Cari Berita

Breaking News

Balada Seorang Narapidana (Bagian 370)

Kamis, 05 Januari 2023
Views


Oleh, Dalem Tehang 

 

TERDENGAR suara musik keras dari lapangan, tempat pesta bakar ikan memeriahkan kehadiran Tahun Baru. Diiringi dengan suara para tahanan yang telah berkumpul disana.


“Pasti banyak yang nanti akhirnya mabuk-mabukkan di acara itu ya, kap,” kata Anton kepada kap Yasin yang tetap duduk dengan santainya sambil ngemil makanan ringan yang dibawakan sipir Almika.


“Nggak usah ngeduga-ngeduga, apalagi yang negatif, Anton. Kalau nggak ada urusannya sama kita, nggak usah dikomentari,” sahut kap Yasin, dengan kalem. 


“Kenapa emangnya, kap?” tanya Anton.


“Ngabis-ngabisin energi aja. Coba belajar gunain pikiran dan perasaan buat hal-hal yang positif. Apa-apa yang nggak bawa pengaruh sama pribadi kita atau kamar kita, nggak usah dipikirin,” sambung kap Yasin.


“Jadi avonturir dong,” ucap Anton, dengan cepat. 


“Ya nggak gitu juga maksudnya, Anton. Cuma belajar selektif dalam ngenilai sesuatu. Lagian, apa pula untungnya buat kita dengan komentari acara di lapangan itu? Wong kita aja nggak ikutan. Mau ada yang mabuk-mabukan karena miras atau kebanyakan makan ikan, kan nggak bawa pengaruh apapun buat kita sekamar ini.
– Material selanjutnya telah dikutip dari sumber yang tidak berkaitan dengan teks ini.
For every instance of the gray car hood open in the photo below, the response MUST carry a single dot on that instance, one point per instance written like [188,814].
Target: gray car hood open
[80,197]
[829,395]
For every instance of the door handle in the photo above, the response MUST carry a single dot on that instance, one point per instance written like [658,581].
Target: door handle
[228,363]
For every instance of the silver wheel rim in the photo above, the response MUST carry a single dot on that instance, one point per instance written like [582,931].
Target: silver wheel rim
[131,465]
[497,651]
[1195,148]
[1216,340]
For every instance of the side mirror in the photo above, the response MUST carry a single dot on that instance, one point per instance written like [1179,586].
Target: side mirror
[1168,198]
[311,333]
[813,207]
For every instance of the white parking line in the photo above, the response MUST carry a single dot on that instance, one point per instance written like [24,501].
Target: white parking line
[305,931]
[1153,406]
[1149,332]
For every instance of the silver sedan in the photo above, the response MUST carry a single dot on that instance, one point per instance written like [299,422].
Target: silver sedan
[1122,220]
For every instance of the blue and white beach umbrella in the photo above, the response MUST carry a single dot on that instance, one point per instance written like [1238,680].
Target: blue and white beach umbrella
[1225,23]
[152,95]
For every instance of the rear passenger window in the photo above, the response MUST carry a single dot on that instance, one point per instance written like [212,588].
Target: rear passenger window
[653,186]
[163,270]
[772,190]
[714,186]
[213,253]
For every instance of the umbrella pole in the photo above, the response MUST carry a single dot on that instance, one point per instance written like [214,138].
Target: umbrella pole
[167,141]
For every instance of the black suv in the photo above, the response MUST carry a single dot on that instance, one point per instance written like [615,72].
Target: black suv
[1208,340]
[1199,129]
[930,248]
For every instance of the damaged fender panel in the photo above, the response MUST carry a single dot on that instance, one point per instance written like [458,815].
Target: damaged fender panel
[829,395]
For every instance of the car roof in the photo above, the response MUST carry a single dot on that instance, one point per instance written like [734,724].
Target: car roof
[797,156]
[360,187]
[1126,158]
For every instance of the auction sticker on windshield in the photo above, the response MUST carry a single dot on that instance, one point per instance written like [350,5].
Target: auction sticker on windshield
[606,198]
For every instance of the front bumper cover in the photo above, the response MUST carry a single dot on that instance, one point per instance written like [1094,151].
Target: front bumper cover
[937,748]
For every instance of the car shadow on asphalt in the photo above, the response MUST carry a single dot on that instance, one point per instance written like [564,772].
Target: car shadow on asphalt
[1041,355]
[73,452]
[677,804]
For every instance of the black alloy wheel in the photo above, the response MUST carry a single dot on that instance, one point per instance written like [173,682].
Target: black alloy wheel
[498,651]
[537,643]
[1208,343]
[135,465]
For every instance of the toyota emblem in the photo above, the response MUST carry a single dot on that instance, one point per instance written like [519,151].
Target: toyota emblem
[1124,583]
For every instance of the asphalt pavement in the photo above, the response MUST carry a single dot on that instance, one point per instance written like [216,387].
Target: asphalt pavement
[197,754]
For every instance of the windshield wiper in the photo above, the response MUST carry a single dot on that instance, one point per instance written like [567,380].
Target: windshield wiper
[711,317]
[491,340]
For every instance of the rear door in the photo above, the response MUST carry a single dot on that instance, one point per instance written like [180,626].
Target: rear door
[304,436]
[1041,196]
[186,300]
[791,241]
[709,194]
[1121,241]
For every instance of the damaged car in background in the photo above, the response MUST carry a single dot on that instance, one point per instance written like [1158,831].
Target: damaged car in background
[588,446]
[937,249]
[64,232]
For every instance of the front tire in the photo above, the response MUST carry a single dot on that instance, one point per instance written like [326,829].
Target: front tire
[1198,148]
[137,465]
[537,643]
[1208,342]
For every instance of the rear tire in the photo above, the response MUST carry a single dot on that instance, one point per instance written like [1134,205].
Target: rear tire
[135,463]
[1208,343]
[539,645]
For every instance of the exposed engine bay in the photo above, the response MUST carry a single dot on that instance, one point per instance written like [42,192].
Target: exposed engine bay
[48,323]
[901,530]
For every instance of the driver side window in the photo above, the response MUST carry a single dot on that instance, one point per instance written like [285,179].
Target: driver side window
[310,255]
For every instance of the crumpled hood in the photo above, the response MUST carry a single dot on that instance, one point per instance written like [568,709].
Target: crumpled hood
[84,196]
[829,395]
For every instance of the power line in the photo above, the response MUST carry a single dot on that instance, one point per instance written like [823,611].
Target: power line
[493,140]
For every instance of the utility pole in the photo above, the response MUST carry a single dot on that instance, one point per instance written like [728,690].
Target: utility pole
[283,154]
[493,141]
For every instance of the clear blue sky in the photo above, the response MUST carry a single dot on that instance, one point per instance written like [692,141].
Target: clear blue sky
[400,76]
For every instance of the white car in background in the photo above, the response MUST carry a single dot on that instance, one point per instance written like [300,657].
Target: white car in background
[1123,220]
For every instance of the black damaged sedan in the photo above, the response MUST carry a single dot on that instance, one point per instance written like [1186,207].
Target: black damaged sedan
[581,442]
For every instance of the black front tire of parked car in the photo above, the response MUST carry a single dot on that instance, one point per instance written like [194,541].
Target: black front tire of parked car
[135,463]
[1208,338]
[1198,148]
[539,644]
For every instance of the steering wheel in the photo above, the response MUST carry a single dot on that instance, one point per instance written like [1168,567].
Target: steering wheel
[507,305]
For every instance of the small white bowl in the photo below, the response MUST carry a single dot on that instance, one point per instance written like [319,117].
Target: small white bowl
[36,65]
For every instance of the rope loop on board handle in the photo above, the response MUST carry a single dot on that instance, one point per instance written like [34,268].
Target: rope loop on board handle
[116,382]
Baikan kamu terus aja nyanyi, itu manfaatnya jelas, bisa ngehibur kami semua,” tutur kap Yasin, seraya tertawa.


Mendengar kap Yasin tertawa, Anton pun ikut tertawa. Dan tidak lama kemudian, ia kembali menyuarakan tembang-tembang dangdut diiringi gendang dari galon air mineral.


Mataku melihat jam yang ada di dinding kamar. Pukul 23.50. Buru-buru aku bangkit dari duduk di ruang depan, dan setelah meminta izin kepada kap Yasin, ku aktifkan kembali telepon selulerku. Sambil duduk di pojok kasur yang terhalang tembok kamar mandi, aku hubungi istriku melalui videocall.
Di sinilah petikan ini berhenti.